Be understanding. Get both sides of the story, and realize that the truth is probably somewhere in between.
If your guild member acted incorrectly, try to make sure it won’t happen again. Enforce an appropriate penalty. You don’t have to decide what it is immediately, but it should be implemented quickly. Contact other officers or guild members for advice if you don’t know what an appropriate penalty is. The important thing is that the rest of your guild should think it is fair. Not the guild member that the complaint was directed against, not the person that did the complaining; the rest of the guild should generally agree with the decision.
If enforcement doesn’t match the guild membership’s expectation, perhaps the expectations of behavior do not match. Every guild will have some expectations of what is and is not acceptable behavior. It is ok to adjust this, but realize that it will affect the guild membership. Drastic changes are generally bad unless called for by extraordinarily bad behavior.

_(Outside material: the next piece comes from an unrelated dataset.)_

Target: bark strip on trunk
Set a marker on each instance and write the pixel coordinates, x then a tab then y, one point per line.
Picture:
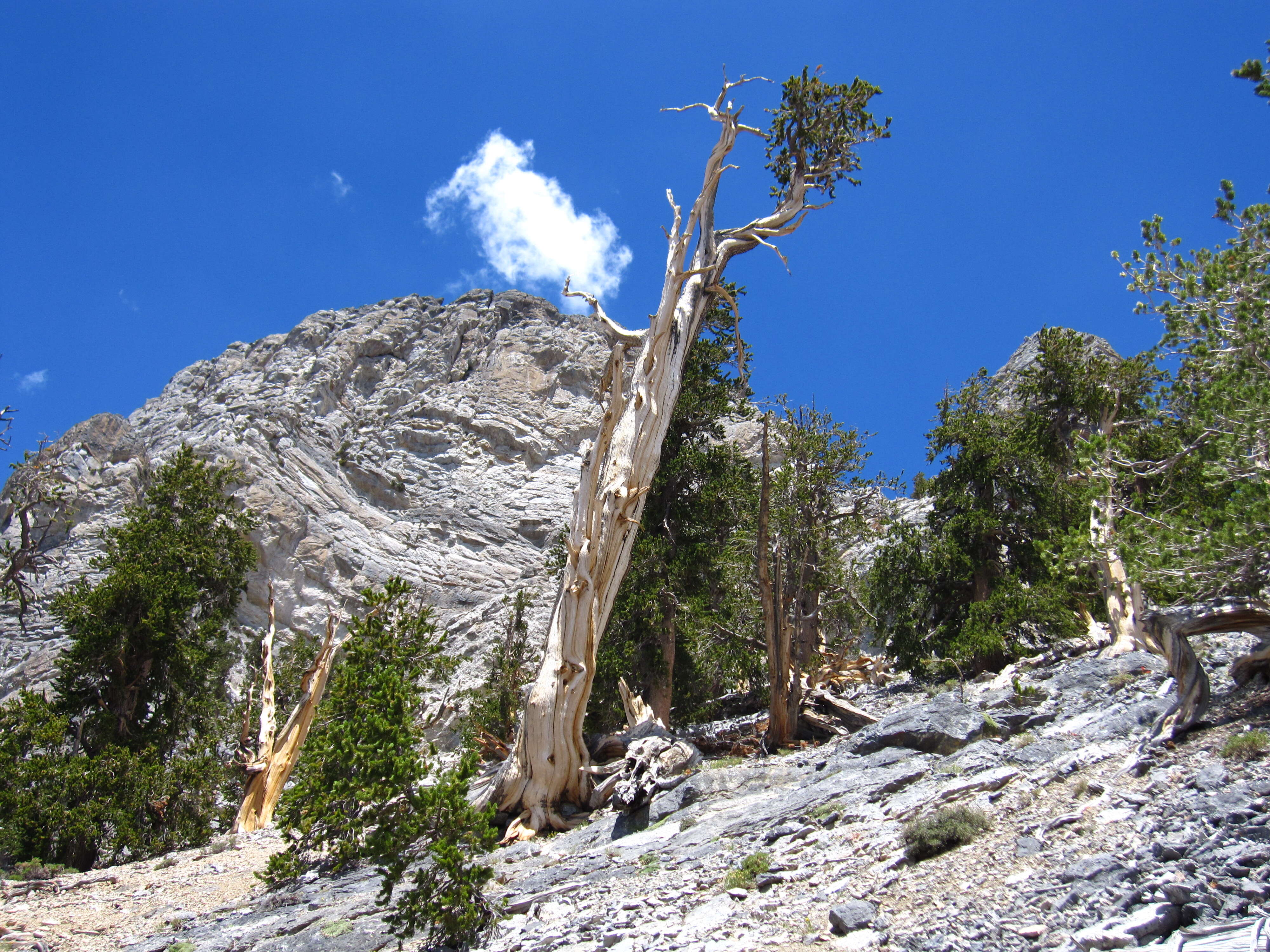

Examples of poor discipline include uneven enforcement (the punishment should be the same no matter who did the deed), selective enforcement (the rules apply to everyone), and no enforcement (if its anarchy, your guild reputation will suffer).
The most common mistake in discipline is tolerating a bad guildie. Once it is apparent that they are bad, cut them lose. Some people just cannot do this. If it helps, find an officer to act as a hatchet man.
Conclusion
A good guild is not something that just happens. It is something that is shaped over the course of years. If the guild leaders think about how their guild handles recruitment, integration, activities, member development, and discipline they can become a better guild.